Se ben de l’amor tuo crudel non godo,
     E sei ver me tropp’aspro, e troppo altero,
     Non però vò mancar di darti il modo,
     Che dar può effetto al tuo novo pensiero:
     Perche provi, se Procri osserva il nodo
     D’Himeneo, vò cangiarti il volto vero.
     Et ecco il viso, l’habito, e ’l costume
     Mi cangia, e pon lo specchio innanzi al lume.

Trovo cangiato il volto, ma non l’anno,
     Vago d’un bel color vermiglio, e bianco.
     Ella si veste l’ invisibil panno,
     Ma non resta però d’essermi al fianco.
     Mentre io mi guardo, e penso al novo inganno,
     Veggio sotto il mantel dal lato manco
     Pendermi un picciol zaino: io gli apro il seno,
     E di scatole, e gioie il trovo pieno.

Sicuro di non esser conosciuto
     À l’Attica città drizzò le piante,
     E fo dar fuore il nome, ch’è venuto
     Un, c’ ha portate gioie di Levante.
     Come al palazzo regio fu saputo,
     Fui fatto à la Reina andare avante.
     Bench’à lei, à le figlie, e à le donzelle
     Non fei mostra però de le più belle.

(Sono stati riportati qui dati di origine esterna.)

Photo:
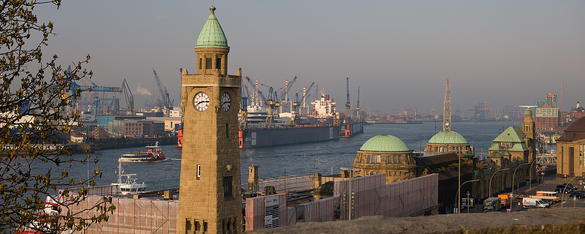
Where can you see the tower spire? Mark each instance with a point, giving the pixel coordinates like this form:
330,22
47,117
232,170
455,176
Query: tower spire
447,107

Da la corte paterna io trovo lunge
     La moglie mia, che si lamenta, e piange
     Nel mio vedovo albergo, e ’l cor le pugne
     Gelosia de la Dea, che l’ombre frange.
     E come un peregrino al porto giunge,
     Che sappia de le parti esser del Gange,
     L’accoglie con cortese, e honesto invito,
     E nova chiede à lui del suo marito.

Hor come sà, ch’ un gioiellier novello
     È giunto d’Oriente à liti Achei,
     Mi fa chiamare entro al mio proprio hostello
     Con casta cortesia da servi miei.
     E con un volto addolorato, e bello
     Mentre vede i bei sassi Nabatei
     Con un’ accorto aviso modo trova,
     Che diede à me di me medesmo nova.

Il dolce sguardo, il modo, e la parola,
     Era tutto prudentia, e castitate.
     Ne creder, che fidar volesse sola
     À l’età mia la sua più bella etate;
     Seco havea quivi una superba schola
     Di serve d’una nobil qualitate.
     Hor rispondendo à quel, ch’ella mi chiede,
     Cosi fo di me stesso io stesso fede.

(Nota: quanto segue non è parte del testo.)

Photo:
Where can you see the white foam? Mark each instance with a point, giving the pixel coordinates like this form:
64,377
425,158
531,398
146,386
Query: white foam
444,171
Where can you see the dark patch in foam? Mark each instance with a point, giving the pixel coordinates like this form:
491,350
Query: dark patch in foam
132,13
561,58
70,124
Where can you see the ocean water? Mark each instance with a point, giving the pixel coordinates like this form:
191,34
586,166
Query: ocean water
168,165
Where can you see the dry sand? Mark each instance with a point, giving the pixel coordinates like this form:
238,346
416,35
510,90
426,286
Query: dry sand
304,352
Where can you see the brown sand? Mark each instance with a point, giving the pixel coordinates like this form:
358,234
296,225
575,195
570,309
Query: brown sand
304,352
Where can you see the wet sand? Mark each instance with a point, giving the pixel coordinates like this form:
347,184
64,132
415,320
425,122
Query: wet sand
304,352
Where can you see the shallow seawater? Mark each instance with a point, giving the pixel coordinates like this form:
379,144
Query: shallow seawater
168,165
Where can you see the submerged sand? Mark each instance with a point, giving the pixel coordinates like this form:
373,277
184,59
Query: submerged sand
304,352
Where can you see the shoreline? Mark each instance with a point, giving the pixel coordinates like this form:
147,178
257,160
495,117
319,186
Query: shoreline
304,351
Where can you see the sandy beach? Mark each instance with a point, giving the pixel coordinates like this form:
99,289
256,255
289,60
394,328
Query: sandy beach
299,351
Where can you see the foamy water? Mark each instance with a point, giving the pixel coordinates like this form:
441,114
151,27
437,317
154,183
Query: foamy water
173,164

Quel gentil cavalier, di cui dimande,
     Se mi rimembra, ben giamai non vidi:
     Questo è ben ver, che ne le nostre bande
     S’odon del caso suo famosi gridi.
     La Dea, che ’l primo albor nel mondo spande,
     Ragionan, che ’l rapì ne’ vostri lidi.
     E par, che di beltà ciascuno il lode,
     E che piace à l’Aurora, e che se ’l gode.

Se ben lo stesso havea sentito altronde,
     Che ’l mondo quei, che ’l vider, n’havean pieno,
     Come ode, che ’l mio dire al ver risponde,
     Tutto irriga di pianto il volto, e ’l seno.
     Come io veggio in tal copia abondar l’onde;
     Posso à pena tenere il pianto in freno,
     Tal io conobbi in lei ver me l’affetto,
     Tanta per lei pietà mi prese il petto.

Ben che la luce lagrimosa, e trista
     Mostrasse il volto afflitto, e sconsolato,
     Non havea il mondo più gioconda vista
     Del suo pietoso viso addolorato.
     L’amorosa pietà co’l dolor mista
     Rendean l’aspetto suo si vago, e grato,
     Che mentre fortunata hebbe la stella,
     Non sò, s’io la vedessi mai si bella.